TL;DR: if $p$ = 1/6 and you want to know how large $n$ needs to be 98% sure the dice is fair (to within 2%), $n$ needs to be at least $n$ ≥ 766.
Let $n$ be the number of rolls and $X$ the number of rolls that land on some specified side. Then $X$ follows a Binomial(n,p) distribution where $p$ is the probability of getting that specified side.
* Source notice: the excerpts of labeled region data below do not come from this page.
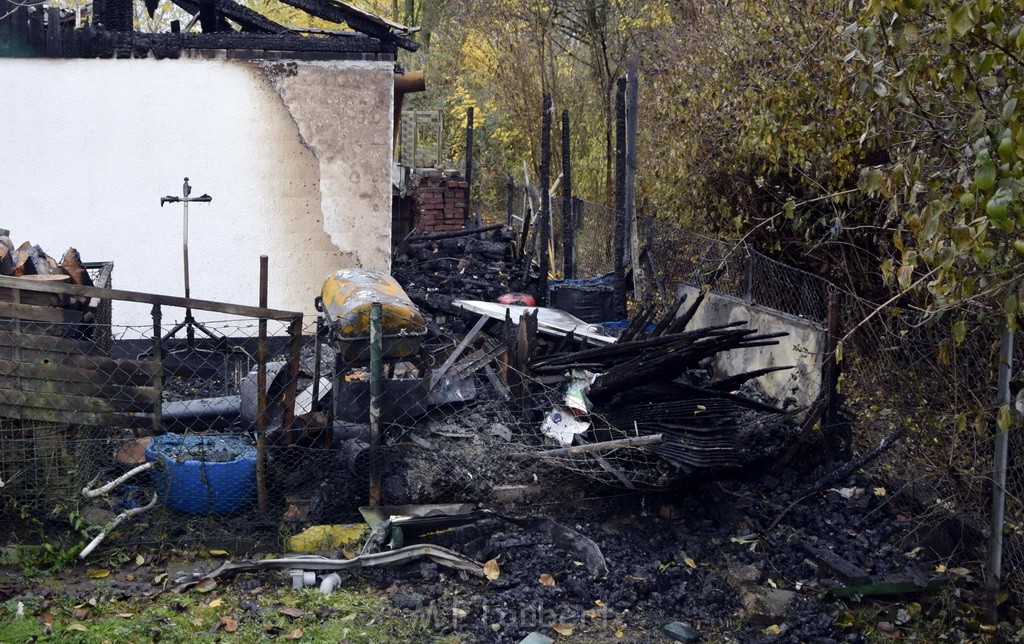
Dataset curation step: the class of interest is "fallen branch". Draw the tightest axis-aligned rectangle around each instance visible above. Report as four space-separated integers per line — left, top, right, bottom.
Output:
82 462 153 499
204 546 483 583
78 495 157 559
513 434 665 459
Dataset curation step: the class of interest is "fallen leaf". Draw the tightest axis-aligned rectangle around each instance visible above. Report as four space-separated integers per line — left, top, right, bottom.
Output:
551 624 575 637
196 577 217 593
483 559 502 582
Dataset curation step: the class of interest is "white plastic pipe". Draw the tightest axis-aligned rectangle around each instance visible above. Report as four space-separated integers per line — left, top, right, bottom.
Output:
321 572 341 595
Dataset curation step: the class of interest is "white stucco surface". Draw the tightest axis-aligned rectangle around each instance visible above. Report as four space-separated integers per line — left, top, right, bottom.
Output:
0 58 392 326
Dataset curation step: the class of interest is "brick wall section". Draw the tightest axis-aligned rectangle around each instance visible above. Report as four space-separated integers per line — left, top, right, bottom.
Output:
413 174 469 232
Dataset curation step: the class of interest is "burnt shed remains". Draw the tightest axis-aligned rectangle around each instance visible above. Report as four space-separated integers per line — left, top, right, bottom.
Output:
0 0 419 61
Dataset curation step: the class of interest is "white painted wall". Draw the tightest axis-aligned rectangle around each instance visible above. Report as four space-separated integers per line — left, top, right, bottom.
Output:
0 58 392 326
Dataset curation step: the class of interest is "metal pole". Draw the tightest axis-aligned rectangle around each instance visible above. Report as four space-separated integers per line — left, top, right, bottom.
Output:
466 108 473 223
256 255 269 517
370 302 383 508
150 303 164 436
505 177 515 228
985 328 1014 624
181 198 196 346
625 51 643 302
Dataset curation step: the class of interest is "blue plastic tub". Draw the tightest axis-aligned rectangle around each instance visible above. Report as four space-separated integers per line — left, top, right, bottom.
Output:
145 434 256 514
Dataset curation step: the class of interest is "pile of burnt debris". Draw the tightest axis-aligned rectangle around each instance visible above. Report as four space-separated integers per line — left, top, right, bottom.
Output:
392 221 820 491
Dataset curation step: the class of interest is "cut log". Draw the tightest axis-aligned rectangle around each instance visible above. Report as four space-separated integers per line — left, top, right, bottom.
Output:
0 274 71 307
0 244 14 275
10 250 36 277
59 248 93 287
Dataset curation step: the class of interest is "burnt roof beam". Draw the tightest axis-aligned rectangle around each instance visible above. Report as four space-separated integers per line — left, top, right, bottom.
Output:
171 0 288 34
282 0 420 51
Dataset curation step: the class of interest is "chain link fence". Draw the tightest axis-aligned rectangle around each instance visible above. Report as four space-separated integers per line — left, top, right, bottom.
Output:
0 198 1024 606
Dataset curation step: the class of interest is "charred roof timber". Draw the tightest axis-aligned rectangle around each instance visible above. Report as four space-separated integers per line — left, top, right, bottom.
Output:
0 0 419 60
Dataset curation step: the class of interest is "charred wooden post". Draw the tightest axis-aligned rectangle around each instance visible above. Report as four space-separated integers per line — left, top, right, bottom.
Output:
466 105 479 227
562 110 575 280
370 302 383 508
625 50 643 302
256 255 269 517
281 315 302 436
505 177 515 228
538 94 552 306
309 315 324 412
614 78 627 319
822 293 839 465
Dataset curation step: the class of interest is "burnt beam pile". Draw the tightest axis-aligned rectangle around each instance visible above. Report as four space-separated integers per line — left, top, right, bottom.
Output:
391 225 522 317
528 294 797 475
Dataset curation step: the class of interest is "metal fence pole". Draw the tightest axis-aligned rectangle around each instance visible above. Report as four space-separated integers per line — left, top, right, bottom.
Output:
614 78 628 319
985 327 1014 624
466 106 473 223
370 302 383 508
256 255 268 517
149 303 164 436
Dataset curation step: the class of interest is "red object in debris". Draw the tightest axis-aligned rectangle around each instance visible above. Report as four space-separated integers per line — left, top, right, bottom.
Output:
498 293 537 306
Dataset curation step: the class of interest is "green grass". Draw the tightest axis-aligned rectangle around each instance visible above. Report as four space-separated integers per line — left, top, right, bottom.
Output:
0 579 450 644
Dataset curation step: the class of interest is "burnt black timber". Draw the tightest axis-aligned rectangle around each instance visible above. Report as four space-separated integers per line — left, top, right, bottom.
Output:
0 22 398 61
83 30 397 58
172 0 288 34
283 0 420 51
0 275 302 320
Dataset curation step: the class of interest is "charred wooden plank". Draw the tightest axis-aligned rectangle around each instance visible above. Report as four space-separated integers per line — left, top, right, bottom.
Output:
0 359 153 389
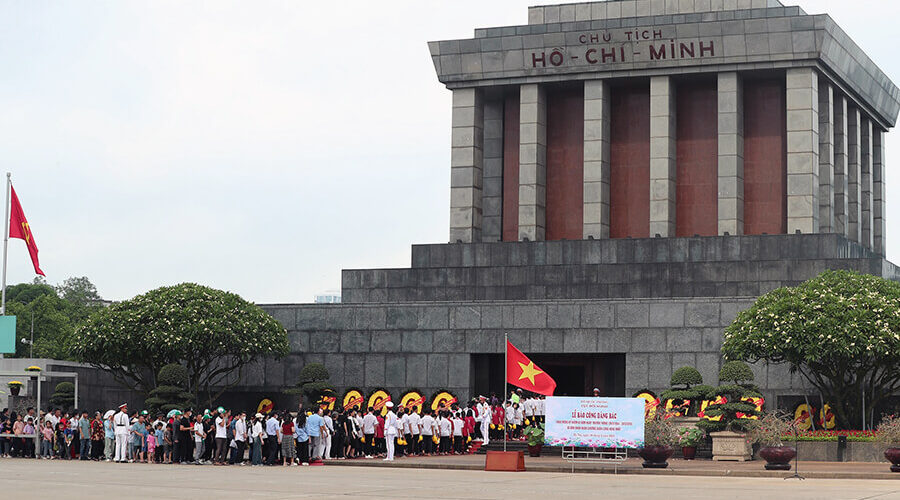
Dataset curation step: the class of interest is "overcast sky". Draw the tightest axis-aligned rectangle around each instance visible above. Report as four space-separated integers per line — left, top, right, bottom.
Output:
0 0 900 303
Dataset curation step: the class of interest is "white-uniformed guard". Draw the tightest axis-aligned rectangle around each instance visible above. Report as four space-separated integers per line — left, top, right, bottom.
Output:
384 401 398 461
113 403 129 463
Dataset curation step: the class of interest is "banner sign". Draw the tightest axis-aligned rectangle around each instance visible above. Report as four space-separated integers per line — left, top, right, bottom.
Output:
544 397 645 448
By the central limit theorem, we know that
$$\sqrt{n} (X/n - p) \to N(0,p(1-p))$$
Since $X/n$ is the sample mean of $n$ Bernoulli$(p)$ random variables. Hence for large $n$, confidence intervals for $p$ can be constructed as
$$\frac{X}{n} \pm Z \sqrt{\frac{p(1-p)}{n}}$$
Since $p$ is unknown, we can replace it with the sample average $\hat{p} = X/n$, and by various convergence theorems, we know the resulting confidence interval will be asymptotically valid. So we get confidence intervals of the form
$$\hat{p} \pm Z \sqrt{\frac{\hat{p}(1-\hat{p})}{n}}$$
with $\hat{p} = X/n$. I'm going to assume you know what $Z$-scores are. For example, if you want a 95% confidence interval, you take $Z=1.96$. So for a given confidence level $\alpha$ we have
$$\hat{p} \pm Z_\alpha \sqrt{\frac{\hat{p}(1-\hat{p})}{n}}$$
Now let's say you want this confidence interval to be of length less than $C_\alpha$, and want to know how big a sample we need to make this case. Well this is equivelant to asking what $n_\alpha$ satisfies
$$Z_\alpha \sqrt{\frac{\hat{p}(1-\hat{p})}{n_\alpha}} \leq \frac{C_\alpha}{2}$$
Which is then solved to obtain
$$n_\alpha \geq \left(\frac{2 Z_\alpha}{C_\alpha}\right)^2 \hat{p}(1-\hat{p})$$
So plug in your values for $Z_\alpha$, $C_\alpha$, and estimated $\hat{p}$ to obtain an estimate for $n_\alpha$. Note that since $p$ is unknown this is only an estimate, but asymptotically (as $n$ gets larger) it should be accurate.